Tras advertirle que era la Hannah a quien ellos habían llamado y sin explicarme por qué se habían puesto en contacto conmigo, me invitó a que le contara mi odisea. Ella escuchó atentamente hasta que expuse las últimas palabras de mi historia.

—Así que hay otra Hannah luchando activamente contra el régimen nacionalsocialista.

—¿Perdón? —fue lo único que alcancé a decir.

—Hannah Arendt, una alemana apátrida cuando el régimen decidió retirar su nacionalidad. Te sugiero que leas sobre ella. Un claro ejemplo de empoderamiento femenino. Pero no nos desviemos del tema que te ha traído aquí. Nos llamaron de la embajada italiana en España. Nos pusieron brevemente al tanto de lo que buscabas, pero tu historia va más allá. Tiene muchísima humanidad.

No supe qué contestar. Sonreí tímidamente agradeciendo el cumplido.

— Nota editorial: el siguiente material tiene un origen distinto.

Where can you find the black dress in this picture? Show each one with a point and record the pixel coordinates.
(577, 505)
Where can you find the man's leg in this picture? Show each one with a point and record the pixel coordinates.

—El consulado de Alemania ha sufrido muchos traslados desde la Segunda Guerra Mundial. No ha quedado nada del registro de Gerhard Wolf en nuestro archivo.

Callejón sin salida. Ahí terminó todo para mí. En el consulado alemán no guardaron ningún registro. Al parecer, tras la derrota germana, los alemanes se encargaron de borrar esa parte de su historia, llevándose por delante los microrrelatos de aquellos héroes que, en silencio, intentaron separar a Florencia de la oscuridad.

Con un sentimiento de desamparo total agradecí el tiempo a aquella mujer y me levanté para abandonar el consulado.

—Disculpe —me dijo la trabajadora.

—No pasa nada, muchas gracias —contesté amablemente.

—No he terminado.

Me quedé inmóvil, con los ojos abiertos de par en par. Había metido la pata. Solté mi mochila y me giré de nuevo hacia aquella señorita. Ella sonreía.

—El motivo de nuestra llamada es porque tenemos una buena noticia que darle.

Me puse nerviosa. Me estaba imaginando con Noa, celebrando lo que fuera, con un par de birras Moretti. No contesté. No podía. No quería. Aquella mujer me evitó el suplicio.

—Señorita Hannah, la hemos llamado para informarla de que Veronika Wolf, la hija de Gerhard Wolf, está aquí, en Florencia.